Галина Куликова - Блондинка за левым углом
Глядя на раскрасневшуюся Лайму, Корнеев решил, что она, пожалуй, уже вошла во вкус. Идти по следу — страшно увлекательное дело. Правда, зачастую оно сопряжено с серьезным риском. Но пока никакого риска на горизонте не наблюдалось. Не успел он додумать эту мысль до конца, как Медведь глубокомысленно изрек:
— А что, если те люди, которые собираются похитить Сандру Барр, тоже догадались о подмене? И пустились в погоню? Вдруг они нас опередят?
— Не каркай, — пробормотала Лайма, нахмурившись.
Корнеев покачал головой:
— Мы не знаем своего противника — это огромный минус. Впрочем, Иван не заметил, чтобы за официальной, так сказать, Сандрой Барр вчера кто-нибудь следил. И это плохо. Преступники могли вычислить настоящую Сандру, пока мы с вами вились вокруг подставной.
— Давайте не будем гадать. — Лайма вскочила и потерла руки, словно перед ней стоял стол, заставленный яствами, и она прямо сейчас собиралась отведать из каждой тарелки. — Лучше решим, с чего начать.
— Начать придется с режиссера и актрисы, — откликнулся Корнеев. — Они наверняка в курсе, кто увековечивал их в аэропорту. Или — хотя бы! — для каких изданий это делалось. Творческие личности так же чувствительны к славе, как невинные девушки к поцелуям.
— Только нужно заранее придумать легенду, — предостерегла их Лайма. — Иначе как мы доберемся до пленок?
— А, ну да! — спохватился Корнеев. — Легенда не нужна — я сделал нам убойные документы. Сегодня возле гостиницы мы с Иваном их уже опробовали. Действуют безотказно.
Их действительно попыталась выжить со стоянки служба безопасности гостиницы, и тогда Корнеев с Медведем продемонстрировали удостоверения, обтянутые черной скрипучей кожей. Уразумев, что к ним пожаловала Федеральная антитеррористичеекая служба безопасности, любопытствующие мгновенно испарились.
Лайма, волнуясь, взяла книжечки и разложила их на диване.
— Глазам не верю! — воскликнула она. — Мы выглядим невероятно внушительно.

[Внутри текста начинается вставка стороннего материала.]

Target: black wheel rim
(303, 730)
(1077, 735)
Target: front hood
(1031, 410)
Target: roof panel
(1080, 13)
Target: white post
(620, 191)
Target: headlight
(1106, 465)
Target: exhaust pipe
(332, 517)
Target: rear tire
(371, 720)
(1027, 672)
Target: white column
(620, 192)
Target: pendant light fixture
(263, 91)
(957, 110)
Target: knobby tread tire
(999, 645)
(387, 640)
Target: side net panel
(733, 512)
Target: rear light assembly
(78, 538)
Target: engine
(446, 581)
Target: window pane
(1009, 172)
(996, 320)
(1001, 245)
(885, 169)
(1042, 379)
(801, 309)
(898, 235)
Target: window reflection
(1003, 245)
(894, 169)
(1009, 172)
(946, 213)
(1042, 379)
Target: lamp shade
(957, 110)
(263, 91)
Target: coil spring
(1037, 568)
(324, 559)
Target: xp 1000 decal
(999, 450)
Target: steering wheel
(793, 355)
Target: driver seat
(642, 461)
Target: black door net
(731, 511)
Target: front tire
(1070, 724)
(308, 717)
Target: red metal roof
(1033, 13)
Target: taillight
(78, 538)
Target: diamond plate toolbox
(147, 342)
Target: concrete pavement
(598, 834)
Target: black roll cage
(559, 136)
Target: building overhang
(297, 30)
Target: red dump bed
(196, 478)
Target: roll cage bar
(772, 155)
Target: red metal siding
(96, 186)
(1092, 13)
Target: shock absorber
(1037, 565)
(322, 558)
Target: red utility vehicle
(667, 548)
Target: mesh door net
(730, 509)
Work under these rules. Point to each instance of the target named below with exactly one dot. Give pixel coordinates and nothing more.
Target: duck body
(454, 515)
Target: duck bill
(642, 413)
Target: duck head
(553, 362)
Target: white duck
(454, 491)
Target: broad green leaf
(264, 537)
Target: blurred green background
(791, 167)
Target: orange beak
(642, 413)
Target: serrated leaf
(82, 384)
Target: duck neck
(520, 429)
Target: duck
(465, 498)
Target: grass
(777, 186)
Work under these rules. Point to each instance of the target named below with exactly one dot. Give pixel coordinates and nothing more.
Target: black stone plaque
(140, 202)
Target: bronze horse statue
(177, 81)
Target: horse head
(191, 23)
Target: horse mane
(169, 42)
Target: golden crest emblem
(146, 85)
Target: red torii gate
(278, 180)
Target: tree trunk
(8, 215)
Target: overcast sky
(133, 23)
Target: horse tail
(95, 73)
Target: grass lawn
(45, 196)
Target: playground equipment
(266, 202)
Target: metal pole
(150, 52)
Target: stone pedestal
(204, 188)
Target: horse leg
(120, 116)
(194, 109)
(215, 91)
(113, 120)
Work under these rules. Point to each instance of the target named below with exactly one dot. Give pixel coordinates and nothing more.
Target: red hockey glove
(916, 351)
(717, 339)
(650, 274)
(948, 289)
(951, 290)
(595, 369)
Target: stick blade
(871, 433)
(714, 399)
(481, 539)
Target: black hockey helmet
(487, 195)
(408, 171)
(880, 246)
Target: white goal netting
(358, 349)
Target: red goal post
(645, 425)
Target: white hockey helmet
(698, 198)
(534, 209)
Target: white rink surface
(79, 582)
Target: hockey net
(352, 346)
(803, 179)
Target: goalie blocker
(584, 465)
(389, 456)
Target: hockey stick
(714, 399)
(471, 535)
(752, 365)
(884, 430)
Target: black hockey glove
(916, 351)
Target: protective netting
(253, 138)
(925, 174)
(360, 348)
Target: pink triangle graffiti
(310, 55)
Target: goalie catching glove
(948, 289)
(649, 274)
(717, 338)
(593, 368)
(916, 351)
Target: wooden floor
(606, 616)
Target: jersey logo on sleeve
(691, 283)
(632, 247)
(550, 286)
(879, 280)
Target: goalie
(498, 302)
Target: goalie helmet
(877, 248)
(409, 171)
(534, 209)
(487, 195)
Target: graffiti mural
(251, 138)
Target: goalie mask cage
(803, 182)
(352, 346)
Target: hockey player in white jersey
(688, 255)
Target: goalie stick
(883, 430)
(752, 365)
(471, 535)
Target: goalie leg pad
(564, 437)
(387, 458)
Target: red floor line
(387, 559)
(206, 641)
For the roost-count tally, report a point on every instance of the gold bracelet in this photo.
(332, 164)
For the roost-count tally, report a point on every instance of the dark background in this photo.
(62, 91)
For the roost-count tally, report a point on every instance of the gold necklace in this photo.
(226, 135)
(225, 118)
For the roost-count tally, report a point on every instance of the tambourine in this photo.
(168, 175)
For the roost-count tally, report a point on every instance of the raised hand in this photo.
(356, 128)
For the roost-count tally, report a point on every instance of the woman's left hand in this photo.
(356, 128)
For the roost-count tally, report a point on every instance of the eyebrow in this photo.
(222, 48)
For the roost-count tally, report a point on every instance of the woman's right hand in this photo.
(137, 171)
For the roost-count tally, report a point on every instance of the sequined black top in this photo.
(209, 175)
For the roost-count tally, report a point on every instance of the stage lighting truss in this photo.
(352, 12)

Медведь в пилотке был похож на могучую стюардессу. Однако он ни чуточки не расстроился по этому поводу. Кажется, в собственной внешности его вообще занимал только рельеф мышц.
— Потрясающе, — продолжала восхищаться Лайма. — Как тебе это удалось?
— Один мой друг открывает детский парк. Вместе с входным билетом каждому посетителю будут выдавать определенную сумму игрушечных денег, которые можно тратить на территории. То есть ты сам выбираешь аттракционы и развлечения и расплачиваешься полученными купюрами. Обычный западный вариант. Купюры печатаются на разноцветной бумаге в зависимости от достоинства — желтые, синие, красные. Для удостоверений я выбрал бледно-зеленую, цвета долларов.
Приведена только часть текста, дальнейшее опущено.